You sit down at the table with that bitter old bum,
who finds his warm spot here every night.
Fresh scars from old days almost covered in dirt,
at his wrist, the tattoo from prison.
Slumped over on the table, like most of them here,
with his head in a puddle of red wine, snot, and beer.
You wonder how he can still sleep, all bent and crooked,
and you envy him for that.
Chorus:
Some of those you meet here are just like you, all alone,
some because they have no one, others want to be alone.
And they don’t look at you, they brush past you,
and yet they hide their distrust, their fear poorly,
as if their loneliness were already a crime.
You sit there and slowly start to dream yourself,
you see yourself as a sick pigeon, barely moving.

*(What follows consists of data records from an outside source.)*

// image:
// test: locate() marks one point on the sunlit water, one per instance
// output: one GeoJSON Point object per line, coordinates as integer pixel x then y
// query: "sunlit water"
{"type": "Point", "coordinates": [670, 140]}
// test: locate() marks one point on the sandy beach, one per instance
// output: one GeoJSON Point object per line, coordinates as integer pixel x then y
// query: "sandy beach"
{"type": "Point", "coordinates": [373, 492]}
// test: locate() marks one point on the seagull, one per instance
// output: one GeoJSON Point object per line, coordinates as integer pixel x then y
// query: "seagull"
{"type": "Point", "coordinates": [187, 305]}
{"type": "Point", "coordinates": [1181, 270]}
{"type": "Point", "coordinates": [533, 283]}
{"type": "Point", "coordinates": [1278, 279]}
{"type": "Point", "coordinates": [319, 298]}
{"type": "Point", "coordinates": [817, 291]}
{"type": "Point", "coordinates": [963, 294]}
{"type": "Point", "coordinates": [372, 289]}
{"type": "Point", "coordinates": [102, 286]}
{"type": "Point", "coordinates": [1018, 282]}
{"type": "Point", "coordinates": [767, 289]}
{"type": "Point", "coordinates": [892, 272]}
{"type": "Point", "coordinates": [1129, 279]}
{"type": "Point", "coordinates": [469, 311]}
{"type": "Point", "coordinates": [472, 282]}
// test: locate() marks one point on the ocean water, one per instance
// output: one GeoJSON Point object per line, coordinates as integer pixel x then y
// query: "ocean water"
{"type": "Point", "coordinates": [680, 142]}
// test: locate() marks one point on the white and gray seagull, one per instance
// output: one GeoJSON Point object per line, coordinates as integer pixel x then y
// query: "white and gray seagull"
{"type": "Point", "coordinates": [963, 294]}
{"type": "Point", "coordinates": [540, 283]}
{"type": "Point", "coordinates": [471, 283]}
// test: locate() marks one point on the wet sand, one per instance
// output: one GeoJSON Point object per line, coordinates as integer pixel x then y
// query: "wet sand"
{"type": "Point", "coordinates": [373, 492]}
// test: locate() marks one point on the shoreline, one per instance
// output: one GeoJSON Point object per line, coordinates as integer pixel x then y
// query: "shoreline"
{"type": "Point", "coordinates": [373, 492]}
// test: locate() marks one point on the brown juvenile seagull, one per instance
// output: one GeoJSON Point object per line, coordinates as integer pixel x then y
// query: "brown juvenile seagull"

You’ve laid yourself down to die,
in the air shaft of a building, far from air and sun and tall trees.
And from the grim window holes above your grave,
spit and stench continuously fall down on you.
You hear noises as your life force drains away,
from those coughing, spitting, cursing, not the worst of them.
But high above you, you can see a bright square,
a piece of sky, a piece of hope, you already move your toes.
You stand up, flap your wings, and awaken in the attempt,
to fight your way up to the spot that means life to you,
that only looks like a used tissue.
Chorus:
Some of those you meet here are just like you, all alone,
some because they have no one, others want to be alone.
And they don’t look at you, they brush past you,
and yet they hide their distrust, their fear poorly,
as if their loneliness were already a crime.